Un petit peu déçu. Moretti dit dans les Cahiers "on a peut-être trop parlé, je ne sais plus pour ma part quoi penser et je me contente d'écouter", mais cette position, si on la comprend politiquement était pourtant présente dès le début chez lui, dès "Je Suis un Autarcique" ("Je me suis trompé d'Idéologie") et surtout "la Cosa" (superbe documentaire, l'équivalent de "Reprise" ou du film de William Klein sur mai 68 pour parler de 1989, mais déjà le rapport au communisme est pensé en terme de deuil). Elle n'est neuve que si on l'extrapole de la sphère politique vers la vie privée, auquel cas c'est la vie familiale qui a été contaminée par le désespoir de la vie politique et non l'inverse.

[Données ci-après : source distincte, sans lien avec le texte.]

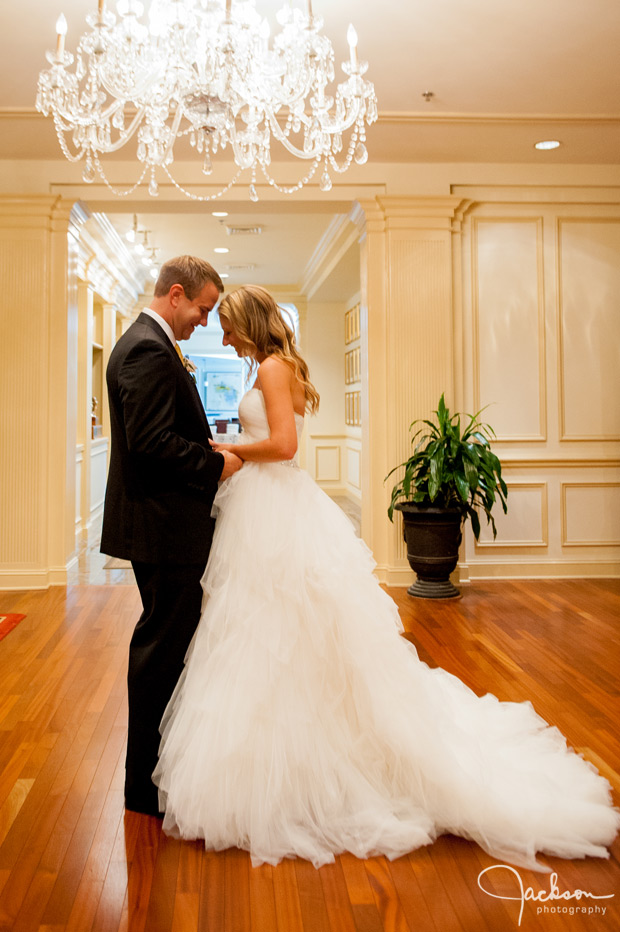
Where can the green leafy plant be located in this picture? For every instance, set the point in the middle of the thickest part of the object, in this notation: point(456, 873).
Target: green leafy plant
point(452, 468)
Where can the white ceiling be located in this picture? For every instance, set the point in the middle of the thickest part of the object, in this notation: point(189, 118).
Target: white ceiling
point(504, 74)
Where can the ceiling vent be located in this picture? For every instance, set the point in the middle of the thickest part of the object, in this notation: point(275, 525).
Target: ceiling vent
point(244, 231)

Le film butte sur la même situation que celle de "Sogni d'Oro" : le cinéaste qui n'arrive pas à faire un film choral sur la lutte des classes, mais cette impuissance débouche sur un fantasme partiel de film, mais est aussi paradoxalement sur un film totalement (car à la fois produit et interprété) inclus dans le film. Le cinéaste prend conscience au cours de son propre film qu'il est meilleur pour cadrer un dialogue entre deux personnes dans un plan séquence à la grue, façon "Soif du Mal" que pour faire un simple champ-contrechamp sur deux visages. Il a la compréhension de la totalité depuis longtemps, sait la représenter, son problème est qu'il est incapable d'y faire vivre une seule personne dans ce tout. Mais tout cela, Moretti le sait depuis qu'il a la vingtaine. Si quelque chose a pourtant changé en trente-cinq ans, c'est que l'aspect chorégraphique, qui dans "Sogni d'Oro" représentait déjà une distance sur la rhétorique gauchiste, a pris avec le temps une valeur inverse: dans les années 90 à l'époque de "Journal intime" la danse fonctionnait comme une consolation (une manière de représenter dans une image joyeuse la communauté qui dans le réel et impuissante et individualisée, même plus à même de témoigner de la crise des réfugiés qui existait alors entre les Balkans et l'Italie), et dans un troisième temps elle devient à présent une sorte d'emblème de la dimension sentimentale des combats politiques de l'époque, qui les représente sans les faire comprendre. Si la chorégraphie a changé de sens, pris une dimension à la fois plus collective et mélancolique pour représenter le même "réel", la même histoire politique, la rhétorique quant à elle s'est déplacée ailleurs, a changé d'objet pour se maintenir (elle est passée du parti vers les médias et le discours sur l'image). La lutte sociale n'a plus besoin d'être stylisée, elle est vécue déjà dans la réalité comme une danse, une performance, un code où les attitudes corporelles sont préméditée et ont une signification rhétorique.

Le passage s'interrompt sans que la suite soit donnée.